The effective initial failure strength constants of fiber-reinforced unidirectional composites are predicted using the MSG solid model. A square packed mechanical model is used as shown in Fig. 1. The MSG solid is used to first perform homogenization analysis to get the effective properties of this composite. Then, the MSG-based initial failure analysis is carried out for computing the effective strength constants, which can be used in the upper scale models (e.g., yarn or lamina).
The maximum stress criterion is used for both matrix and fiber. There are different built-in failure criteria in SwiftComp which can be found in the SwiftComp user manual. In addition, advanced users can also code user-defined failure criterion with the SwiftComp executable file. In this example, the fiber is usually assumed to fail only in the fiber direction and the transverse strength constants of the fiber is usually not available. Moreover, the failure in the transverse direction of the composite is dominated by the matrix.

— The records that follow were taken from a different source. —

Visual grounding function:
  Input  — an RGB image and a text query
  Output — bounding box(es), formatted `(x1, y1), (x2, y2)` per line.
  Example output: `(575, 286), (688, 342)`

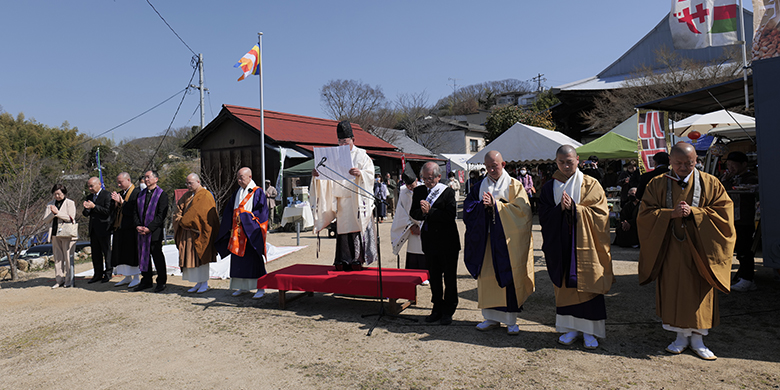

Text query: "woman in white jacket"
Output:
(43, 184), (76, 288)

Therefore, fictitious fiber strength constants in the transverse directions are used to ensure the failure only occurs in the fiber direction.
The elastic and strength constants of fiber and matrix is given in Fig. 2. The detailed information can be found in the Ref 1.

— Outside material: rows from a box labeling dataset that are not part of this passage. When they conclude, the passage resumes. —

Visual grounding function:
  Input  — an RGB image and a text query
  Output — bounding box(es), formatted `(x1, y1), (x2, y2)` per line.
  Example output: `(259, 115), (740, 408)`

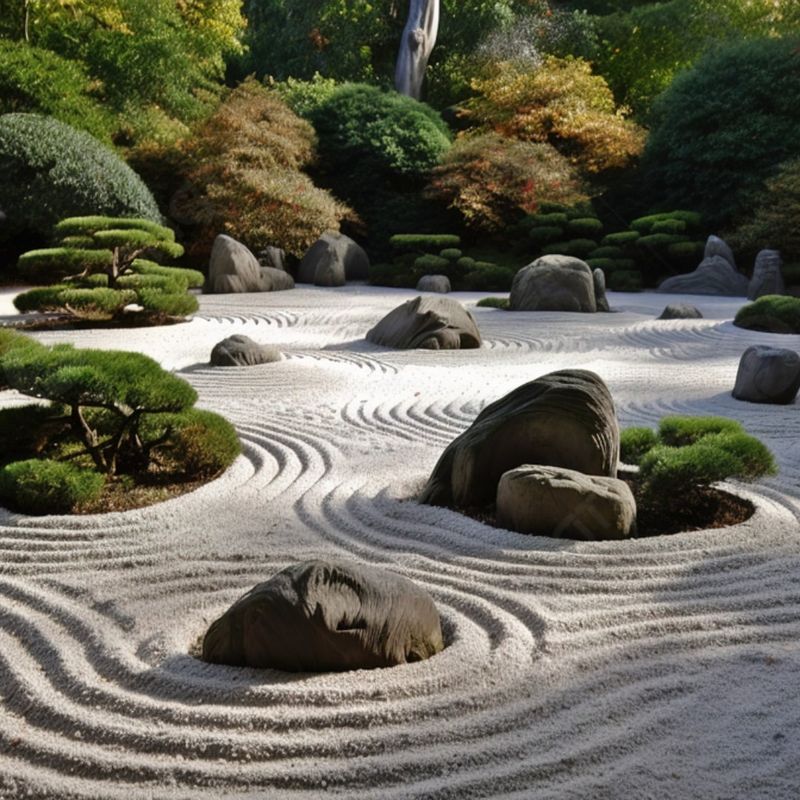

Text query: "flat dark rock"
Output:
(203, 560), (444, 672)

Below describes the step-by-step procedure you followed to solve the problem.
1. step 1
- Open Gmsh4SC and create a new model (Change the default name). Click Material->Thermoelastic and input the matrix and fiber properties as shown in Fig. 3 and Fig. 4.
- Click Geometry->Common SG-> 2D SG->Other 2D SGs. Select Square Pack Microstructure and the corresponding fiber and matrix materials as shown in Fig. 5. In this example, the fiber volume fraction is assumed to be 0.6.

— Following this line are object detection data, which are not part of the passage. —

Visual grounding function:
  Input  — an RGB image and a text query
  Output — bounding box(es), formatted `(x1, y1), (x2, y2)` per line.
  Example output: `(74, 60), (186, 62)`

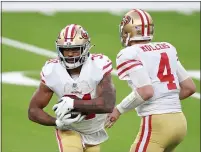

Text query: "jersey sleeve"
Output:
(91, 54), (113, 77)
(116, 48), (143, 80)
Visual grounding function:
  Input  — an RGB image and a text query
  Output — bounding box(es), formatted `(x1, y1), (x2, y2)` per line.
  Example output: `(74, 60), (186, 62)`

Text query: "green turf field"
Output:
(2, 12), (200, 152)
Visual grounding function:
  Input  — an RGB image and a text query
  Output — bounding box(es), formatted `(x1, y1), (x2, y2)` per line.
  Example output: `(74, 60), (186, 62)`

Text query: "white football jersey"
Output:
(41, 54), (112, 144)
(116, 42), (181, 116)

* Click Mesh->Generate 2D mesh->Generate (Fig. 6.).
* Click SwiftComp->Homogenization->Solid model. Keep the default parameters and click save and run. The homogenization results will automatically pop up (Fig. 7.).
2. step 2
- Click SwiftComp->Static failure->Input failure constants. Assign failure criterion to the matrix first (Fig. 8.) and input the failure constants (Fig. 9.). Repeat this step to define the fiber failure constants as shown in Fig. 10 and 11. Note that the fiber is non-isotropic material and we also assume some fictitious strength constants with big numbers.
- Click Effective strength constants and select stress-based failure criterion. Click run. The effective failure strength constants for this fiber-reinforced unidirectional composite is obtained as shown in Fig. 12.
- Liu, X., Gasco, F., Goodsell, J. and Yu, W., 2019. Initial failure strength prediction of woven composites using a new yarn failure criterion constructed by deep learning. Composite Structures, 230, p.111505.